Delhi University’s Associate Professor Hany Babu was also arrested for alleged Maoist links and is an accused in the Elgar Parishad-Maoist links case. In December 2017 a mass event organised by civil society groups was held in Pune in Western Maharashtra state to commemorate the 1818 Battle of Koregaon Bhima, and it was known as the Elgar Parishad.

The National Investigation Agency has alleged that the many accused in the case recruited students from well-known institutes like JNU and the Tata Institute of Social Sciences for the commission of terrorist activity.

Institutions act against scholars

Higher education institutions have also taken action against scholars through suspensions and other pressures to force resignations.

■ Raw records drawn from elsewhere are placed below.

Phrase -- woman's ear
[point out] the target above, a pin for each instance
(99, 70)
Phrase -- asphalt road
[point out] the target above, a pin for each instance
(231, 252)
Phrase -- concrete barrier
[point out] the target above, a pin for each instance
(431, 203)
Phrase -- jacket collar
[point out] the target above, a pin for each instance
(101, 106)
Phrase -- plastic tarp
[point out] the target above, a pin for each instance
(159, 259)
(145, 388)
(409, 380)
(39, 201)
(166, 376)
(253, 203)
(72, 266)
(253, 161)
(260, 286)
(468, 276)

In May 2021 the Central University of Kerala suspended Gilbert Sebastian, an assistant professor of international relations, for labelling the Rashtriya Swayamsevak Sangh – a Hindu nationalist organisation connected to India’s ruling party – as “proto-fascist”. In January Visva-Bharati University in West Bengal suspended Economics Professor Sudipta Bhattacharyya in apparent retaliation for his criticising a university hiring decision.

At Ashoka University, a private institution in Northern Haryana, noted scholar, political scientist and commentator Pratap Bhanu Mehta resigned as a professor in March 2021, less than two years after he stepped down as vice-chancellor.

His resignation raised serious concerns over scholars’ ability to think freely. Mehta said the university’s founders had made it clear to him that he was a ‘political liability’ on account of public writings that were critical of the government.

Authorities have also used regulatory powers to restrict academic exchange. On 15 January 2021 the Ministry of Education, in consultation with the Ministry of External Affairs, announced guidelines for how publicly funded higher education institutions and their members hold online virtual conferences, seminars and training.

According to Free to Think, the actions and policies of the Indian authorities outlined in the report “jeopardise the conditions India’s higher education communities require for quality research, teaching and discourse”.

“Imprisoning and taking disciplinary actions against scholars and students for their ideas and restricting the academic activity of entire communities of scholars and students have a chilling effect on the sector’s ability to understand and seek to resolve problems of the day.

“Ultimately, they deny everyone – in and outside India – the scientific, cultural, political and economic benefits of a strong, healthy state of academic freedom,” the report says.